When we talk of Saints, you'll encounter some evangelicals asking you, "Why do we pray to dead Saints or to dead people?" They usually follow such question as, where is it in the Bible that we should pray to dead Saints? To answer this query, allow me to quote from one of my prayer books entitled, "Our Daily Prayer" a Catholic Prayer Book by Dermot Hurley of the Society of St. Columban, Fiji.
"Why do we pray to Saints? Our prayers to the Saints are therefore really acts of love and praise and petition to God, in whom they live, through whom they hear us, and without whom they could not hear us. We pray to them not because they can help us more than God can, nor because they want to help us more than God does, but because they are men and women like ourselves who lived human lives in this world, people whom perhaps we have learned to know well either in person, or from the words or writings of others.

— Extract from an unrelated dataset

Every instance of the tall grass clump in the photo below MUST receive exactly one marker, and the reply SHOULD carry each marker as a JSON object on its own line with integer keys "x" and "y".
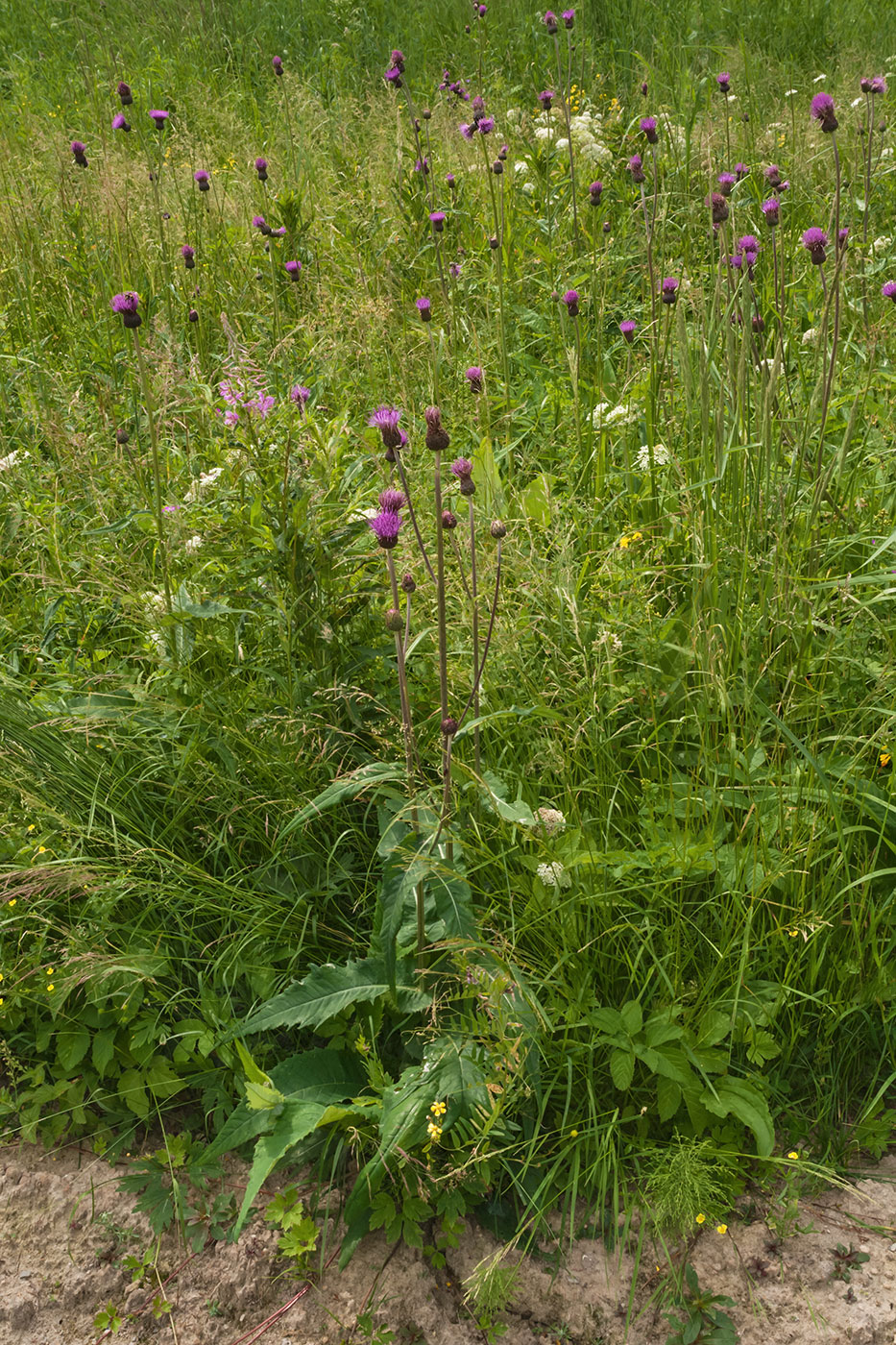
{"x": 446, "y": 663}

And so, we sometimes find it easier and more natural and more human to go to God 'through them', than go to God directly. We are easily drawn to friendship, love and trust towards people whose love and goodness we personally experienced in the past, or people who faced and overcame difficulties and temptations like ours-people who like us, sinned and were forgiven, people whose lives remind us that we, like them, are called to the destiny of sharing God's life when we leave this world in his friendship."
I do not expect all our readers to accept or even understand this, but if you're a Catholic, it is clearly in our creed that we believe in the "Communion of Saints". If you do not believe in this, then don't say you're a Catholic!
Perhaps the most important Biblical passage to learn by heart comes from John 11: 25-26 which goes, "Jesus said to her, 'I am the resurrection, and the life; he who believes in me, though he were dead, yet shall he live. And whoever lives and believes in me shall never die.'" Another passage worth memorizing also comes from John 12: 25, "He that loves his life shall lose it, and he who hates his life in this world shall keep it to life eternal."
So there is no argument that only our flesh dies, but our spirit continues to live in life eternal; the problem is where are the dead in the spirit world… in heaven or in hell? Whenever I'm in the cemetery and I see those exquisite mansions built by the rich for their dead, the question always pops up in my mind: Where is the soul of their dead? They encase their corpses in luxurious and opulent mansions, but their souls could be burning in eternal damnation. Indeed, I'd rather see a simple grave for as long as I know in my heart that the soul of the person in that grave is in heaven.
Finally, allow me to quote in Matthew 23: 25-28: "What miserable frauds you are, you scribes and Pharisees! You clean the outside of the cup and the dish, while the inside is full of greed and self-indulgence. Alas for you, you hypocritical scribes and Pharisees! You are like white-washed tombs, which look fine on the outside but inside are full of dead men's bones and all kinds of rottenness. For you appear like good men on the outside 'but inside you are a mass of pretence and wickedness.'"
I submit that reading this passage was the very reason why whenever I see a grave of a friend, I always ask the question, where is the soul of this person? But in this passage, our Lord Jesus Christ is not referring to the dead, rather he is talking about hypocritical people who think live very clean lives, but in reality, that is only what you see in the outside.